In December Version V-1 was released! see http://wordpress.mencinger.biz/ for details!!
Solder paste is typically used in a screen-printing process, in which paste is deposited over a stainless steel or polyester mask to create the desired pattern on a printed circuit board. The paste may be dispensed pneumatically, by pin transfer (where a grid of pins is dipped in solder paste and then applied to the board), or by jet printing (where the paste is sprayed on the pads through nozzles, like an inkjet printer).
As well as forming the solder joint itself, the paste carrier/flux must have sufficient tackiness to hold the components while the assembly passes through the various manufacturing processes, perhaps moved around the factory.
Printing is followed by pre-heating and reflow (melting).
The paste manufacturer will suggest a suitable reflow temperature profile to suit their individual paste; however, one can expend too much energy on this.

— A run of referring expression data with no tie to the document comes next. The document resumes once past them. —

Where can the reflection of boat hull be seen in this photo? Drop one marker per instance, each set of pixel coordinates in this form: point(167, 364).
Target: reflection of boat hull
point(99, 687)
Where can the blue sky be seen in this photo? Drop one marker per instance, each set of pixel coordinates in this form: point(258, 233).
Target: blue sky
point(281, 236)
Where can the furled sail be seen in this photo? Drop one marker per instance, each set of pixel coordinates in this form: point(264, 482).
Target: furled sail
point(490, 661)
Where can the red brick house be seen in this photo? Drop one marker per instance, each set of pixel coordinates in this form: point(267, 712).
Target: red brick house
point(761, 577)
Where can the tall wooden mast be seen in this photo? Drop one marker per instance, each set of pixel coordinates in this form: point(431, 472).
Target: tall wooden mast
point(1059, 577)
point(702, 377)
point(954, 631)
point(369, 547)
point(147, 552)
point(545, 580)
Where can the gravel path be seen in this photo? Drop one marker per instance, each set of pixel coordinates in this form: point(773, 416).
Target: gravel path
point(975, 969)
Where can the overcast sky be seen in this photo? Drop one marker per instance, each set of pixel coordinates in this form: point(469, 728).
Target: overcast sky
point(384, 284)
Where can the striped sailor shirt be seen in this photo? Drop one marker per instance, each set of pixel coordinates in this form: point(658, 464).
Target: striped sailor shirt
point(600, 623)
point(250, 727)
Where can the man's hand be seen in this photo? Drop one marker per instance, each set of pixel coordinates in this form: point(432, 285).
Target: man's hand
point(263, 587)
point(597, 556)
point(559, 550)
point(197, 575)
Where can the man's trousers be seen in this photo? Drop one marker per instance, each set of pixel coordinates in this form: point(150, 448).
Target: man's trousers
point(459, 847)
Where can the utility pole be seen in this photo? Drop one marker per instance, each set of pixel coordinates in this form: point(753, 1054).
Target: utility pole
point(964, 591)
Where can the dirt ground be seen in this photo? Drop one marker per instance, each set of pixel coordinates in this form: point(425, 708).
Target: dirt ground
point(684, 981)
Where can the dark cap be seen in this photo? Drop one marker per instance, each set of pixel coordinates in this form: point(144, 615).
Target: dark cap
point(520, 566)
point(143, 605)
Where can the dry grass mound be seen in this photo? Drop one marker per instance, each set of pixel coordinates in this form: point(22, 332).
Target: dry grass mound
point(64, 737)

The main requirement is a gentle rise in temperature to prevent explosive expansion (“solder balling”), yet activate the flux. Thereafter, the solder melts. The time in this area is known as Time Above Liquidus. A reasonably rapid cool-down period is required after this time.
A good tin/lead solder joint will be shiny and relatively concave. This will be less so with lead-free solders.
As with all fluxes used in electronics, residues left behind may be harmful to the circuit, and standards (e.g., J-std, JIS, IPC) exist to measure the safety of the residues left behind.
In most countries, “no-clean” solder pastes are the most common; in the United States, water-soluble pastes (which have compulsory cleaning requirements) are common.
Solder paste should be stored in an airtight container at low, but above freezing, temperatures. It should be warmed to room temperature for use. Exposure of the solder particles, in their raw powder form, to air causes them to oxidize, so exposure should be minimized.